Many different varieties of tomatoes are being harvested now; the lower trusses are full, so foliage has been removed from the lower half of the plants allowing sunlight to ripen the fruit. A new bay of tomatoes has been planted, a crop for later in the season.
Peppers (Sweet and chilli) and aubergines along with cucumbers, courgettes continue to be harvested. Butternut squash and winter squash (Uchiki kuri) have only been planted in recent weeks but their growth already fills the bay.

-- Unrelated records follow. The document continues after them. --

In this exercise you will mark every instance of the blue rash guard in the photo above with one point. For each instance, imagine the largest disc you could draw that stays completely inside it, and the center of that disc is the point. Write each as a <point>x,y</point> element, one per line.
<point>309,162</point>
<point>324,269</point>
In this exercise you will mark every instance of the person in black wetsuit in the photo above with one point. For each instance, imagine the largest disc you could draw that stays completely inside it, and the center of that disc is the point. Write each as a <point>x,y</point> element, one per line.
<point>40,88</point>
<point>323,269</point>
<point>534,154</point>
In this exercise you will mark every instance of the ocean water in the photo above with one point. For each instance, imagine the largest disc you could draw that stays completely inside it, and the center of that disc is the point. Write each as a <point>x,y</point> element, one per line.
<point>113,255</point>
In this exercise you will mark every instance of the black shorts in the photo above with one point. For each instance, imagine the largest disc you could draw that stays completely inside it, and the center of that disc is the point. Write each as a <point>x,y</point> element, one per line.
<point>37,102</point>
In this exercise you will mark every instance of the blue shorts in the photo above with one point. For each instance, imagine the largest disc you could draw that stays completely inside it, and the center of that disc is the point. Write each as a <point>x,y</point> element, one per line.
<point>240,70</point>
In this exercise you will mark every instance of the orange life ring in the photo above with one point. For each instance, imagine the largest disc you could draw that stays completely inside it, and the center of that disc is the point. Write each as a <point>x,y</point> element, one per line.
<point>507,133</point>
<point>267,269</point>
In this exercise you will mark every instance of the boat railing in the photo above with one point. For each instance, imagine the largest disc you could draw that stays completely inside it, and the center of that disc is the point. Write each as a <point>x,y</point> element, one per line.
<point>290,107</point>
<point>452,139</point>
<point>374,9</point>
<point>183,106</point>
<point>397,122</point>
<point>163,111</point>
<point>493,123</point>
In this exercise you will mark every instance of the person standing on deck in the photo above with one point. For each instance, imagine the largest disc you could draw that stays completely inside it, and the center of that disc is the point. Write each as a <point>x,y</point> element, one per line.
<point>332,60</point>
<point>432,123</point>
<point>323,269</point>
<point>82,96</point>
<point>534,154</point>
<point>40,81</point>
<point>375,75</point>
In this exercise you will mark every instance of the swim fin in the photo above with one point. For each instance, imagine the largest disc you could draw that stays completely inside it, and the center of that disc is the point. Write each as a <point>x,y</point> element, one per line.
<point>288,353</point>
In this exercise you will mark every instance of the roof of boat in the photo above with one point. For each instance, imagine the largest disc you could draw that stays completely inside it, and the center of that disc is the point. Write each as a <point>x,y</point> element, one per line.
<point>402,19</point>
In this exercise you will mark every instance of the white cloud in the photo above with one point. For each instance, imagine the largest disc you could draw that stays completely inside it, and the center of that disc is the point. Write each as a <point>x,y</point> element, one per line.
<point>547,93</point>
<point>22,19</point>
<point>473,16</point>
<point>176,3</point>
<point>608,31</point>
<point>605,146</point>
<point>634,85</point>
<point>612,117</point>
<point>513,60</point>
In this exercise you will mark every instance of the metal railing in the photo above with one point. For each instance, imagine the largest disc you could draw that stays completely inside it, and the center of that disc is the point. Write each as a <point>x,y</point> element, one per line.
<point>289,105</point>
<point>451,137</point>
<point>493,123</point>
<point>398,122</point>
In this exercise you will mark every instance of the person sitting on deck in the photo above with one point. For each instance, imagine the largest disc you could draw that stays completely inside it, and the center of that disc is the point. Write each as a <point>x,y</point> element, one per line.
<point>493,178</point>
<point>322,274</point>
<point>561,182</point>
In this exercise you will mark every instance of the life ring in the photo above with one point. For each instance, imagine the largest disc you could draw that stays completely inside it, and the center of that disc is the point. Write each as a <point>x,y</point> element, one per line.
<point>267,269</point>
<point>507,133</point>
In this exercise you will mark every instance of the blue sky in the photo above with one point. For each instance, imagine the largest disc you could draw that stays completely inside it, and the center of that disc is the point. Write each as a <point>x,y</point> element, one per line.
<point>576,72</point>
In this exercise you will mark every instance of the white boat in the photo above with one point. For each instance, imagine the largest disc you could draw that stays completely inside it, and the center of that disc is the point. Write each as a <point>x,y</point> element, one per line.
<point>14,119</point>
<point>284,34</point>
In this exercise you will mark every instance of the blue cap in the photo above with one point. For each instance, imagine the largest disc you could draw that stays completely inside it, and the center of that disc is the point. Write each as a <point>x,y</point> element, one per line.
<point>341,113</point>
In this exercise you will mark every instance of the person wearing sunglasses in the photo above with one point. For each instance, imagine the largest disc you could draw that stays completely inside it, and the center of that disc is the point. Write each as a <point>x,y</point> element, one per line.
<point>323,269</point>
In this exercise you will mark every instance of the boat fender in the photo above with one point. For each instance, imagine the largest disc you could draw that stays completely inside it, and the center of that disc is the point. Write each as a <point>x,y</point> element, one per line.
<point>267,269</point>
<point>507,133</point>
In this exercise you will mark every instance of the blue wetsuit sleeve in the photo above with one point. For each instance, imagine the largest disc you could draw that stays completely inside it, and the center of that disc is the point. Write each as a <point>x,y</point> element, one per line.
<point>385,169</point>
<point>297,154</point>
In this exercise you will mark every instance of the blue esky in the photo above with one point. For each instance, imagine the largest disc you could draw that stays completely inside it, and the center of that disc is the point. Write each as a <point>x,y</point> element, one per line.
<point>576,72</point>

In the Vegetable Field the strawberries have been harvested; the pumpkins have been planted out into Mypex covering, Sunflowers grow tall in between. The ridge support structure is gradually being covered by the growth of the Borlotti and Runner beans and Sweet pea in the centre. Asparagus, globe artichokes, beetroot, onions and leeks are all being harvested from this area.
The Herbaceous Borders are a spectacular canvas of colour now, well worth viewing. The perennials are proving their worth and are in their prime. Every year, we depend on these strong stalwarts to provide us with colour until September. And of course not forgetting the Old Pleasure Garden which true to its name, has colour and scent throughout. The Philadelphus (Mock Orange) has been in bloom for the past few weeks, and the Cornus capitata is spectacular with its large creamy-white bracts.
In the Soft Fruit area, pounds of red and black currants are being picked; this year for the first time we have protected the fruit with netting against the pigeons which do most of the damage by landing on the branches, it will be interesting to compare our yield this year.